IGF-1 expression is increased in human ILC versus IDC. (a,b) Boxplots of expression for CDH1, IGF1R and IGF1 genes from METABRIC (a) and TCGA (b) microarray mRNA expression datasets. All data points are ER-positive breast cancer samples. For further details, see Supplementary Table S5. Boxplots display the median (line), 25th and 75th percentiles (box) and 1.5 × interquartile range (whiskers). Light blue, IDC; dark blue, ILC. ^****P < 0.0001; Wilcoxon test. (c,d) Analysis of IGF-1 cytoplasmic expression in a human TMA containing ILC and IDC samples. Boxplot (c) summarises IGF-1 histoscores. *P < 0.05; Mann–Whitney test. Histograms (d) show significant correlation between high cytoplasmic IGF-1 expression and increased tumour size and relapse with distant metastasis. ^*P < 0.05; tumour size, Pearson’s chi-squared test; distant metastasis, Fisher’s exact test. Lymph node status, P = 0.633; Fisher’s exact test. For further details, see Supplementary Table S6. (e) Kaplan–Meier plots representing proportions of patient survival. Disease-free survival was defined as time from primary surgery to first occurrence of relapsed disease (loco-regional recurrence and/or distant metastasis), and disease-specific survival was defined as time from primary surgery to breast cancer-related death. Overall survival (left panel), P = 0.869; disease-free survival (middle panel), P = 0.210; disease-specific survival (right panel), P = 0.135; log-rank test.

Figure 5

ILC tumour growth and survival is dependent on Akt activation. (a–c) Effect of Akt inhibitors VIII (a), AZD5363 (b) and MK2206 (c) on cell growth (left panels) and anoikis resistance (middle panels) of mILC-1 (black bars), mILC-2 (grey bars) and IPH-926 (white bars) cells.

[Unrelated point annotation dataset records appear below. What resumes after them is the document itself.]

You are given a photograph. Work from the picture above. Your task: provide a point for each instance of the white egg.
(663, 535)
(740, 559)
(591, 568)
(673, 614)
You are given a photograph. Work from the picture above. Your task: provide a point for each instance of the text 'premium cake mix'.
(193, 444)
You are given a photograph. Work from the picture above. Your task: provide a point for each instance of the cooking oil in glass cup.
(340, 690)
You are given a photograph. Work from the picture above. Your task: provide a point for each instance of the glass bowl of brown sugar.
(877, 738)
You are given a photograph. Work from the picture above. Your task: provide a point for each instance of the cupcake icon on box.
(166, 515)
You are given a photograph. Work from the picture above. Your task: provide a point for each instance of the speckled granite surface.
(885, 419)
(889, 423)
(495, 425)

The GI50 values (µM) for each inhibitor in adherent and suspension settings are shown in tables (right panels). GI50 values were calculated based on three independent experiments. (d) E-cadherin inactivation induces sensitivity to pharmacological Akt inhibition in adherent cells. Shown is a comparison of GI50 values based on colony formation assays of Trp53^∆/∆-3 cells (green bars) versus mILC-1 cells (black bars) (left panel). The GI50 values (µM) for each inhibitor for the cell types are shown in a table (right panel). Note the difference in sensitivity to the Akt inhibitors VIII, AZD5363 and MK2206. ^*P < 0.05; Student’s t-test.

Figure 6

MK2206 inhibits tumour growth in a mouse model of ILC. (a) Mouse ILC cells (mILC-1) were allowed to form primary tumours in recipient nude mice, and treatment with MK2206 (120 mg/kg) was commenced when mammary tumours reached an average volume of 100 mm³ (n = 13). Sham-treated animals (n = 13) were used as control. Preclinical intervention was continued for three weeks (denoted by red line), after which the experiment was ended. ^*P < 0.005. (b) Owing to the allosteric nature of the MK2206 inhibitor, inhibition of Akt signals in primary tumours was probed using immunohistochemical analysis of phosphorylated mTOR, a key downstream PI3K/Akt effector (lower panels). Note the inhibition of ILC growth (a) and phospho-mTOR (b) upon MK2206 treatment. H&E, haematoxylin and eosin staining. Sham, 30% captisol. Scale bars, 50 µm.